Delvin terkejut karena Rissa bisa melakukan itu. Dan saat ia masih berusaha mengurai keterkejutannya karena ulah Rissa dan meredam sakit di dadanya karena terkena ember, tiba-tiba sesuatu kembali mengenainya.
BUG.
Sebuah botol air mineral berukuran sedang yang masih terisi penuh, berhasil menghantam wajah Delvin. Ia bahkan sampai tersungkur ke belakang karena tak siap.
"Delvin!" Panggil Jenita panik saat melihat putranya terjatuh.
Jenita segera berjongkok untuk melihat kondisi Delvin. Delvin sedikit mengerang kesakitan karena wajahnya yang terkena botol.
"Kamu tidak apa-apa Vin?" Tanya Jenita panik.
"Kita harus pergi Ma!" Jawab Delvin cepat.
"Itu tak akan terjadi!" Ucap Niko yakin, sambil berdiri menatap Delvin bersama tiga anak buahnya.
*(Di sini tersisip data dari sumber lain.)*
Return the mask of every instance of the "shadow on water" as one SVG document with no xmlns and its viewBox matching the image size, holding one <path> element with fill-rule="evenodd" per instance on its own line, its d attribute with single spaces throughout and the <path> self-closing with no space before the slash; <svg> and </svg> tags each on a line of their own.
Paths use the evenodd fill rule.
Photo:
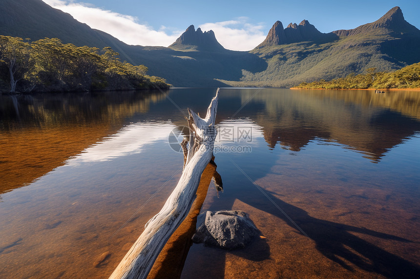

"Jaga mereka sampai polisi tiba!" Pinta Niko tegas pada tiga anak buahnya.
Delvin mendongakkan wajahnya. Ia terkejut, karena ia rupanya telah dikepung oleh anak buah Niko. Delvin dan Jenita akhirnya dibawa keluar ruangan oleh ketiga anak buah Niko sambil terus meronta dan memaki Naina dan Rissa tanpa henti.
"Naina!" Ucap Sekar panik setelah ia menghampiri Naina yang tergeletak di lantai dengan darah yang mengalir dari kepalanya.
"Mommy!"
"Bu Naina! Bangunlah Bu'!" Ucap Sinta berusaha membangunkan Naina.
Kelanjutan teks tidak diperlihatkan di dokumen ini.